There's not much to critically engage with yet, but...

I find it odd that you claim to have "laid [your] positions on the table" in the first half of this piece. As far as I can make out, the first half only describes a set of problems and possibilities arising from the "intelligence explosion". It doesn't say anything about your response or proposed solution to those problems.

I haven't read all of the recent comments. Have you made progress yet on understanding Yudkowsky's meta-ethics sequence? I hope you let us know if you do (via a top-level post). It seems a bit weird to write a book on it if you don't either understand it yet or haven't disregarded understanding it for the purpose of your book.

Anyway, I appreciate your efforts very much and think that the book will be highly valuable either way.

For now, see here, though my presentation of Yudkowsky's views in the book will be longer and clearer.

But even if we can solve those problems, the question of which goal system to give the superintelligence remains. It is a question of philosophy; it is a question of ethics.

Isn't it an interdisciplinary question, also involving decision theory, game theory and evolutionary psychology etc.? Maybe it is mainly a question about philosophy of ethics, but not solely?

...and a solar system in which all available matter is converted into parts for a planet-sized computer built to solve difficult mathematical problems.

This sentence isn't very clear. People who don't know about the topic will think, "to create an utopia you also have to solve difficult mathematical problems."

This project could mean the difference between a utopian solar system of unprecedented harmony and happiness, and a solar system void of human values in which all available matter is being used to to pursue a set of narrow goals.

The Wright Brothers flew their spruce-wood plane for 200 feet in 1903. Only 66 years later, Neil Armstrong walked on the moon, more than 240,000 miles from Earth.

I'm not sure if there is a real connection here? Has any research on "flight machines" converged with rocket science? They seem not to be correlated very much or the correlation is not obvious. Do you think it might be good to advance on that point or rephrase it to show that there has been some kind of intellectual or economic speedup that caused the quick development of various technologies?

The connection is - presumably - powered flight.

I'll offer you a trade: an extensive and in-depth analysis of your book in return for an equivalent analysis of my book.

Quick note: I think explicit metadiscourse like "In Chapter 7 I argue that..." is ugly. Instead, try to fold those kinds of organizational notes into the flow of the text or argument. So write something like "But C.E.V. has some potential problems, as noted in Chapter 7, such as..." Or just throw away metadiscourse altogether.

What is your book?
It's about the philosophy of science, machine learning, computer vision, computational linguistics, and (indirectly) artificial intelligence. It should be interesting/relevant to you, even if you don't buy the argument.
Sorry, outside my expertise. In this book I'm staying away from technical implementation problems and sticking close to meta-ethics.
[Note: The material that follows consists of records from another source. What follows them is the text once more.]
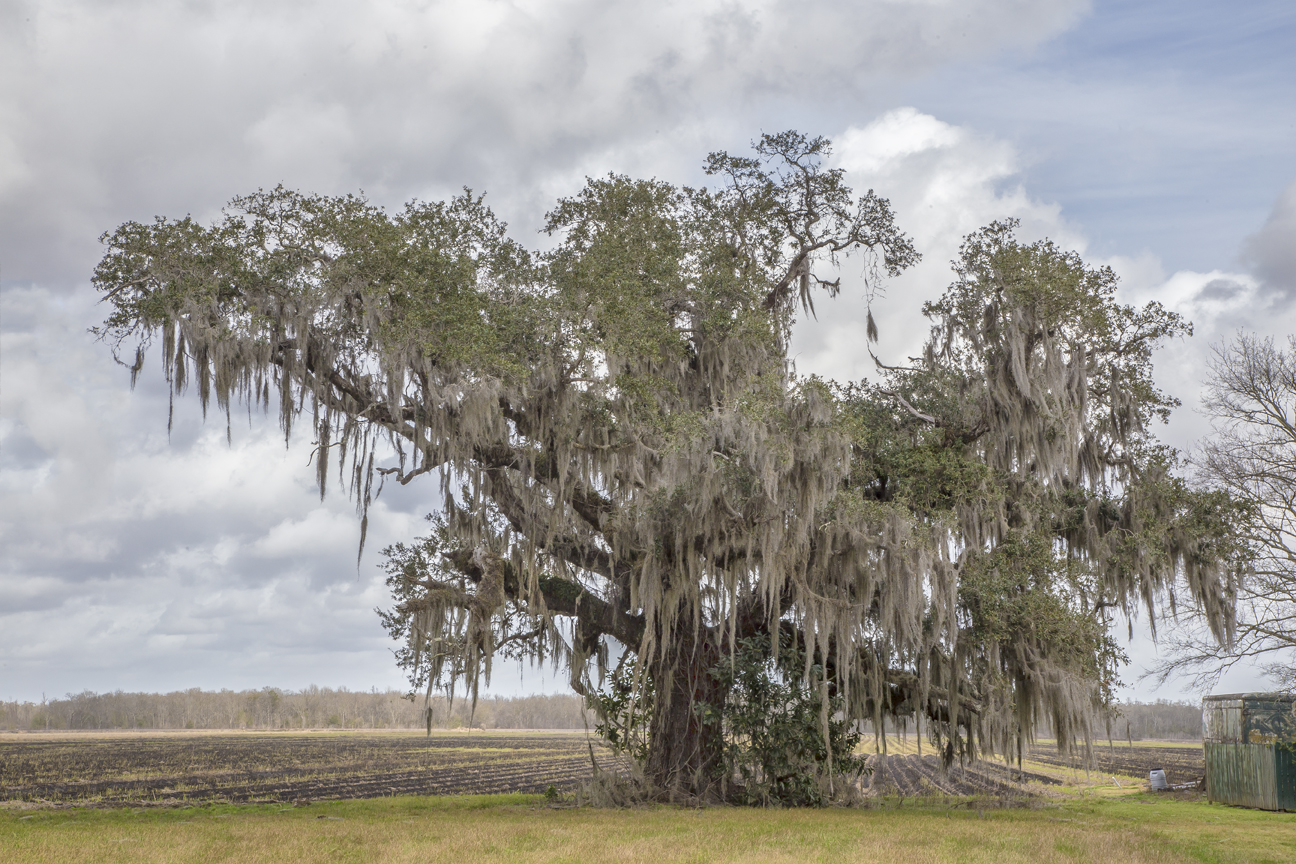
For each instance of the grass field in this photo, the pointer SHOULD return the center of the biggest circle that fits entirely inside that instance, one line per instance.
(1133, 829)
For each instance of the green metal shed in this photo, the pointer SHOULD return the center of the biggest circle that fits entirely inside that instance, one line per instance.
(1251, 749)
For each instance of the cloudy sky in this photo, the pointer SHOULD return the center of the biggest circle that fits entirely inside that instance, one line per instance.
(1157, 136)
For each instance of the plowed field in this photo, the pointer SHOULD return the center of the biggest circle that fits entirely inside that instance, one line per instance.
(288, 767)
(1181, 763)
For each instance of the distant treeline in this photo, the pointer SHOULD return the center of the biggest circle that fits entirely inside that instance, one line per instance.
(1160, 719)
(318, 707)
(315, 707)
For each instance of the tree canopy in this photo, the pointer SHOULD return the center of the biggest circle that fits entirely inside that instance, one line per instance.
(622, 446)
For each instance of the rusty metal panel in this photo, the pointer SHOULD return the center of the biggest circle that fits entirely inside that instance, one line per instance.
(1251, 750)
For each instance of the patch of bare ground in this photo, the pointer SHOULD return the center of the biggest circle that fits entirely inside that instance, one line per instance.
(916, 776)
(277, 767)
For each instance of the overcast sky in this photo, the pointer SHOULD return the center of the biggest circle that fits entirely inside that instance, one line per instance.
(1155, 136)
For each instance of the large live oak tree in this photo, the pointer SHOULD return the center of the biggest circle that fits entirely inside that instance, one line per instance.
(622, 444)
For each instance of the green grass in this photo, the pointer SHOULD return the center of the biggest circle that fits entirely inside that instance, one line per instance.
(521, 829)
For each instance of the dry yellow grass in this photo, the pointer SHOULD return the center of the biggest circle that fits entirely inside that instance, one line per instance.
(520, 829)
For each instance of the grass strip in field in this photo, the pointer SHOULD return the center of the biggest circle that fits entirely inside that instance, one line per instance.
(521, 829)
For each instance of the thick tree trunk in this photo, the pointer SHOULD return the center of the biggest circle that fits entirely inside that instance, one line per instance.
(684, 744)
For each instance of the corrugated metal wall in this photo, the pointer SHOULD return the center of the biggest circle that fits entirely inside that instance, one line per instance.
(1251, 750)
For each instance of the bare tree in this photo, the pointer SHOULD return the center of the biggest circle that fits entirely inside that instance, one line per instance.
(1251, 457)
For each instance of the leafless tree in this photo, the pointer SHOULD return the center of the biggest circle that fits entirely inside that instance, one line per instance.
(1252, 457)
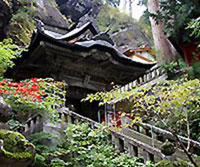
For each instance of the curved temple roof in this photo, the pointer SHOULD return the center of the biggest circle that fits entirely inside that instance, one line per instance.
(52, 56)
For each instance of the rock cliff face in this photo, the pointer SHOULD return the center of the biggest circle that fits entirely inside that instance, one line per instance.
(17, 19)
(5, 16)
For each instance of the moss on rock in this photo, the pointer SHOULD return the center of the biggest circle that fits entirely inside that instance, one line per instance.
(165, 163)
(15, 147)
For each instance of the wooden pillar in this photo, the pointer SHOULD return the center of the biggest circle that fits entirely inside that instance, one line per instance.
(119, 144)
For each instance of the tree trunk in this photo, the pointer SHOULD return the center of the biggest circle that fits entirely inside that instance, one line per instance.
(166, 52)
(131, 8)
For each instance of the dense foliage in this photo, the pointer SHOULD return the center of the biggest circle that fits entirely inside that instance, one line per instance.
(173, 103)
(33, 95)
(175, 15)
(8, 52)
(83, 146)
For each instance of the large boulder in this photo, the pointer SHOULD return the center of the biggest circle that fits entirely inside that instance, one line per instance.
(15, 150)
Thanks, everyone. I agree with almost every point here and have updated my own copy accordingly. I especially look forward to your comments when I have something meaty to say.

In this chapter I argue that the technological singularity is likely to occur within the next 200 years...

If it takes 200 years it could as well take 2000. I'm skeptical that if it doesn't occur this century it will occur next century for sure. If it doesn't occur this century then that might as well mean that it won't occur any time soon afterwards either.

I have a similar feeling. If it hasn't happened within a century, I'll probably think (assume for the sake of argument I'm still around) that it will be in millenia or never.
200 years is my 'outer bound.' It may very well happen much sooner, for example in 45 years.